Stabbing of French rabbi raises controversial questions

PARIS — The investigation into the recent stabbing of a Paris rabbi has taken an unusual turn, with allegations in the media that the rabbi may have stabbed himself.

Rabbi Gabriel Farhi, who was injured in the stomach in the Jan. 3 incident, strongly denied rumors that his wounds were self-inflicted. He accused police of treating him like the guilty party, rather than the victim of an anti-Semitic attack.

"From the first minute, I was not Rabbi Gabriel Farhi but a suspect," Farhi told a Jan. 22 news conference. "The investigation has been handled with the view that my injuries were self-inflicted.

"I am sure that instructions were given to the police officers to change my status as a victim into the guilty party," he added.

Farhi, who runs a Paris synagogue of the French Movement for Liberal Judaism, was taken to a hospital and treated for stomach injuries after what he told investigators had been a stabbing by a masked man.

According to his testimony, Farhi said he had been alone in his synagogue when a man in a motorcycle helmet appeared at the front door. The man shouted "Allahu Akbar" — "God is great" in Arabic — and stabbed him with a knife, Farhi said.

The incident, followed three days later by an attack on the rabbi's car in the parking lot of his Paris home, was widely condemned by senior French politicians, including President Jacques Chirac and Paris Mayor Bertrand Delanoe.

The incident, coming as anti-Semitic attacks appeared to be declining after a wave of incidents in early 2002, also shocked France's 500,000-strong Jewish community.

Many of those attacks were carried out by youths of North African origin and were considered linked to the Israeli-Palestinian conflict.

Farhi is well known for his attempts to foster dialogue between France's Jewish and Muslim communities, as well as his support for Mideast peace.

His views sometimes proved controversial within the Jewish community, but they had brought the liberal movement and its founder — Farhi's father, Rabbi Daniel Farhi, widespread respect among French political and religious leaders.

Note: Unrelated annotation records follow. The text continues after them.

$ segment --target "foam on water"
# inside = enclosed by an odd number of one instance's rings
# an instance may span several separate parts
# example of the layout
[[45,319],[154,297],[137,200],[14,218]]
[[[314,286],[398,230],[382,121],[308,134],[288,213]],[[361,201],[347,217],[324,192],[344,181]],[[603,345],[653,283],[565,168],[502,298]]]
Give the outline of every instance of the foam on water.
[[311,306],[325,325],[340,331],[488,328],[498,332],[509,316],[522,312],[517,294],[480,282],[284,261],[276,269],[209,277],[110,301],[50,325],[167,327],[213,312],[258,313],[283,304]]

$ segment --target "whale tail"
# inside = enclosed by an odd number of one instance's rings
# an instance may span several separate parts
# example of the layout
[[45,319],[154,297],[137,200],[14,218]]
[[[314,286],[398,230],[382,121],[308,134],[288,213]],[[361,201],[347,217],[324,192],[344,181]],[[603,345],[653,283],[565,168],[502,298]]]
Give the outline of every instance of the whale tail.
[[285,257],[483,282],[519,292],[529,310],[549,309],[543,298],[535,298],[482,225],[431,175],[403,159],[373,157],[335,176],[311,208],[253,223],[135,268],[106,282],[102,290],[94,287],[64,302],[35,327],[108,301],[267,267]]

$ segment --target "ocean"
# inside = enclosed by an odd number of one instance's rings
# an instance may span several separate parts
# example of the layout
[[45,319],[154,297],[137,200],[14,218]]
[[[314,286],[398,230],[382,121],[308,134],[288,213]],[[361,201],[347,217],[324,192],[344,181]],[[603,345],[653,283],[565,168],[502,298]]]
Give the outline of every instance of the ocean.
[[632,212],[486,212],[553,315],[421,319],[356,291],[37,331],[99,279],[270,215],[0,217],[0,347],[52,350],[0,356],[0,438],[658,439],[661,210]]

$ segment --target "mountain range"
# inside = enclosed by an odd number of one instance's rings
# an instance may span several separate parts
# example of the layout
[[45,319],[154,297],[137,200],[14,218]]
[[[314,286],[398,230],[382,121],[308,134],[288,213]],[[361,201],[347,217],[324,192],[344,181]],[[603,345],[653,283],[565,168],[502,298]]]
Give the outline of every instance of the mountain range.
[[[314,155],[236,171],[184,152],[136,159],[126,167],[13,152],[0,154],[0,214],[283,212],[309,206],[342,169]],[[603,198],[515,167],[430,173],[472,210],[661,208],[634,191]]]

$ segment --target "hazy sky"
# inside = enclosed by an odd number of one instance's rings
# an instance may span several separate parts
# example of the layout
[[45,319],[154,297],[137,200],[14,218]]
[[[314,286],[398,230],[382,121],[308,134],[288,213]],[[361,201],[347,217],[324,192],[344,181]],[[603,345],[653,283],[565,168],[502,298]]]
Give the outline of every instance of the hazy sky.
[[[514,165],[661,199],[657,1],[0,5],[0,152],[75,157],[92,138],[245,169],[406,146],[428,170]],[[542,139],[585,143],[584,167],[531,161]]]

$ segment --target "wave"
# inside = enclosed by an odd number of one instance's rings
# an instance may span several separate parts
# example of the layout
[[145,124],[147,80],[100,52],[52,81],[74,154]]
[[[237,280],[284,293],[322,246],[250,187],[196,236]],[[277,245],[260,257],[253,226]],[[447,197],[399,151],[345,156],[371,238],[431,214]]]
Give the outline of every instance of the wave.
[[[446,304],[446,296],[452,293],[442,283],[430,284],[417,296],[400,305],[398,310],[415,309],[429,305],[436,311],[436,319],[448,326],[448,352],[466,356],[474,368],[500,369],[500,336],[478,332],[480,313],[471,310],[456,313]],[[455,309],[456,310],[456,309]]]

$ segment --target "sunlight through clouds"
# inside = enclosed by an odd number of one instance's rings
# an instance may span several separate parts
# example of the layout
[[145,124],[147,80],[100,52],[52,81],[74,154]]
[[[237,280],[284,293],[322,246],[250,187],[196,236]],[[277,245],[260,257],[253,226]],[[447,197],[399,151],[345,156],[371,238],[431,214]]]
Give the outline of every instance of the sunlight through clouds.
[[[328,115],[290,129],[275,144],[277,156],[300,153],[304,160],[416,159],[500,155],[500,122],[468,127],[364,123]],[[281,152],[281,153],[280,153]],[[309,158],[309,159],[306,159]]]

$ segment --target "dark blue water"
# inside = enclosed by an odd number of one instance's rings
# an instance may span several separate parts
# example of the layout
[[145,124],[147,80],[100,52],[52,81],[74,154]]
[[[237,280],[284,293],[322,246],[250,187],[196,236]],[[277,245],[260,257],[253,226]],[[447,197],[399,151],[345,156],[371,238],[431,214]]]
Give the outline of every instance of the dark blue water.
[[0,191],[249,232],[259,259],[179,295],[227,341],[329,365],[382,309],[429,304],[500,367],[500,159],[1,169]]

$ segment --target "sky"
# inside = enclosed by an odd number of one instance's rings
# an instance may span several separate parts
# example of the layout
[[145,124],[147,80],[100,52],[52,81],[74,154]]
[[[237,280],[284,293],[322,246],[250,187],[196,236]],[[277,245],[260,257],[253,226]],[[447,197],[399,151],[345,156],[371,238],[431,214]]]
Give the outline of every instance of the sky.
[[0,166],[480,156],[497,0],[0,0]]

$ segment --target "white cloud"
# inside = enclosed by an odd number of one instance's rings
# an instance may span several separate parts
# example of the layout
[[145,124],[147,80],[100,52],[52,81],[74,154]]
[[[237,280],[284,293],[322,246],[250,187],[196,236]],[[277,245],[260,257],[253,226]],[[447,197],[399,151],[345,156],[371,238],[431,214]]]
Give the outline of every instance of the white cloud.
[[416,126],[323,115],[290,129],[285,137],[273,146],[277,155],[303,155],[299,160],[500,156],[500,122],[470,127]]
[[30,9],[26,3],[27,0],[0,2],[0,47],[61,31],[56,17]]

Four former prime ministers attended a special prayer service at the movement's main synagogue a few days after the attack on Farhi. The service was particularly notable because it was the first public appearance by former Prime Minister Lionel Jospin since his election defeat last April.

Even as politicians expressed outrage at the attacks, however, rumors were circulating that the police investigation was centering on the rabbi himself.

The suspicions did not reach the public sphere until more than a week after the incident, as some major French media decided to hold the story — fearing accusations that they were promoting conspiracy theories or that they were soft on anti-Semitism.

The story finally broke in the center-left weekly Marianne, which had been the first national publication to raise the issue of Islamic anti-Semitism in France shortly after the Palestinian intifada began in September 2000.

Marianne also had been highly critical of Jospin's failure to take tougher steps against anti-Semitism.

According to the magazine, a doctor from the Paris fire department who was one of the first people at the scene after the Jan. 3 attack jotted down in his notebook that Farhi's wound was very light and "hardly compatible with the description" of the incident.

It "could correspond to one that was self-inflicted," the doctor reportedly wrote.

After Farhi was discharged from the hospital that evening, police investigators "remarked that the tear on Farhi's coat did not correspond to the placement of a knife," the report continued.

The rumors have shaken French Jewry.

"You can imagine what a destructive effect this affair could have on the Jewish community," one community leader told the Israeli daily Ha'aretz. "For two years, we have been screaming about the attacks against us and the rise of anti-Semitism in France. If, God forbid, it turns out that the stabbing was staged, not just Rabbi Farhi is in trouble, all the Jews are in trouble. Who will take us seriously?

"And that is without even mentioning the enormous shame caused by the thought that four former prime ministers took the trouble to support the rabbi and the Jewish community," the source continued. "What will we do now? Apologize to them?"

Farhi's lawyer, Michel Zaoui, rejected the innuendos.

"If my client mutilated himself or tried to commit suicide, the hospital wouldn't have sent him home three hours after examining him," Zaoui said.